Re: KNN-GiST with recheck

From: Alexander Korotkov <aekorotkov(at)gmail(dot)com>
To: Heikki Linnakangas <hlinnakangas(at)vmware(dot)com>
Cc: pgsql-hackers <pgsql-hackers(at)postgresql(dot)org>
Subject: Re: KNN-GiST with recheck
Date: 2014-01-28 14:12:39
Message-ID: CAPpHfdvn5jxgh-rVMz7c2vXoYW_W7dGrJjQkVAtaCr=-ZMCADA@mail.gmail.com
Views: Raw Message | Whole Thread | Download mbox | Resend email
Thread:
Lists: pgsql-hackers

On Tue, Jan 28, 2014 at 5:54 PM, Heikki Linnakangas <hlinnakangas(at)vmware(dot)com
> wrote:

> On 01/13/2014 07:17 PM, Alexander Korotkov wrote:
>
>> Here goes a desription of this patch same as in original thread.
>>
>> KNN-GiST provides ability to get ordered results from index, but this
>> order
>> is based only on index information. For instance, GiST index contains
>> bounding rectangles for polygons, and we can't get exact distance to
>> polygon from index (similar situation is in PostGIS). In attached patch,
>> GiST distance method can set recheck flag (similar to consistent method).
>> This flag means that distance method returned lower bound of distance and
>> we should recheck it from heap.
>>
>> See an example.
>>
>> create table test as (select id, polygon(3+(random()*10)::int,
>> circle(point(random(), random()), 0.0003 + random()*0.001)) as p from
>> generate_series(1,1000000) id);
>> create index test_idx on test using gist (p);
>>
>> We can get results ordered by distance from polygon to point.
>>
>> postgres=# select id, p <-> point(0.5,0.5) from test order by p <->
>> point(0.5,0.5) limit 10;
>> id | ?column?
>> --------+----------------------
>> 755611 | 0.000405855808916853
>> 807562 | 0.000464123777564343
>> 437778 | 0.000738524708741959
>> 947860 | 0.00076250998760724
>> 389843 | 0.000886362723569568
>> 17586 | 0.000981960100555216
>> 411329 | 0.00145338112316853
>> 894191 | 0.00149399559703506
>> 391907 | 0.0016647896049741
>> 235381 | 0.00167554614889509
>> (10 rows)
>>
>> It's fast using just index scan.
>>
>> QUERY PLAN
>>
>> ------------------------------------------------------------
>> ----------------------------------------------------------------------
>> Limit (cost=0.29..1.86 rows=10 width=36) (actual time=0.180..0.230
>> rows=10 loops=1)
>> -> Index Scan using test_idx on test (cost=0.29..157672.29
>> rows=1000000 width=36) (actual time=0.179..0.228 rows=10 loops=1)
>> Order By: (p <-> '(0.5,0.5)'::point)
>> Total runtime: 0.305 ms
>> (4 rows)
>>
>
> Nice!
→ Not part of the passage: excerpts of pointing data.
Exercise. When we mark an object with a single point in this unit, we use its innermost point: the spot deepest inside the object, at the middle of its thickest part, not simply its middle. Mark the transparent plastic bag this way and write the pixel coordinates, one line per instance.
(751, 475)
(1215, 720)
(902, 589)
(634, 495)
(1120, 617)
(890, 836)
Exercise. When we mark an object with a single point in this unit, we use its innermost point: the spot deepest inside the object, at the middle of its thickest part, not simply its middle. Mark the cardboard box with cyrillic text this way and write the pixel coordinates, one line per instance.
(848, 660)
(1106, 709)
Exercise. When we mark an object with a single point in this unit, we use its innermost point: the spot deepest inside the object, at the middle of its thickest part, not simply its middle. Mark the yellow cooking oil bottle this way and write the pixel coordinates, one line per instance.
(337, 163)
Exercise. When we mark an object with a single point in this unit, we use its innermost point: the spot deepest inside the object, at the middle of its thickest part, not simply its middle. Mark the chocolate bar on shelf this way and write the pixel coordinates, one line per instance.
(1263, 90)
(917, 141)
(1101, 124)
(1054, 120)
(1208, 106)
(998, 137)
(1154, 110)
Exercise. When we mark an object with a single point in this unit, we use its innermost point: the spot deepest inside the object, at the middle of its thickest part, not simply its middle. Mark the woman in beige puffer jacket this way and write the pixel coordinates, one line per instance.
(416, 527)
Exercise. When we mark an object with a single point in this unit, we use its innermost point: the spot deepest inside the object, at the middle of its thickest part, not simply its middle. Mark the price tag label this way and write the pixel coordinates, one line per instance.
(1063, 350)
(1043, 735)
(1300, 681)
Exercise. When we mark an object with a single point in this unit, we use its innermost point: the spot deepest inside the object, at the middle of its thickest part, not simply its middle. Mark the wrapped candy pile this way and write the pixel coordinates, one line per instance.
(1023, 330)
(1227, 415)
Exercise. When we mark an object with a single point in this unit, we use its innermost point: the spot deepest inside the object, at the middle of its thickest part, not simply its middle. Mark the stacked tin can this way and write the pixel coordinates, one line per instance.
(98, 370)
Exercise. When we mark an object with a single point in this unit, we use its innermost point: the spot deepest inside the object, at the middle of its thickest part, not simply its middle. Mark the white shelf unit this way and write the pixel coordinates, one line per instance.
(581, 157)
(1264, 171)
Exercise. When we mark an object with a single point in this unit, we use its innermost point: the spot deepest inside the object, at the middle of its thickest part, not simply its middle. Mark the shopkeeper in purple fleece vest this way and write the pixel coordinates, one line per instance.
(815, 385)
Some thoughts:
>
> 1. This patch introduces a new "polygon <-> point" operator. That seems
> useful on its own, with or without this patch.
>

Yeah, but exact-knn cant come with no one implementation. But it would
better come in a separate patch.

2. I wonder how useful it really is to allow mixing exact and non-exact
> return values from the distance function. The distance function included in
> the patch always returns recheck=true. I have a feeling that all other
> distance function will also always return either true or false.
>

For geometrical datatypes recheck variations in consistent methods are also
very rare (I can't remember any). But imagine opclass for arrays where keys
have different representation depending on array length. For such opclass
and knn on similarity recheck flag could be useful.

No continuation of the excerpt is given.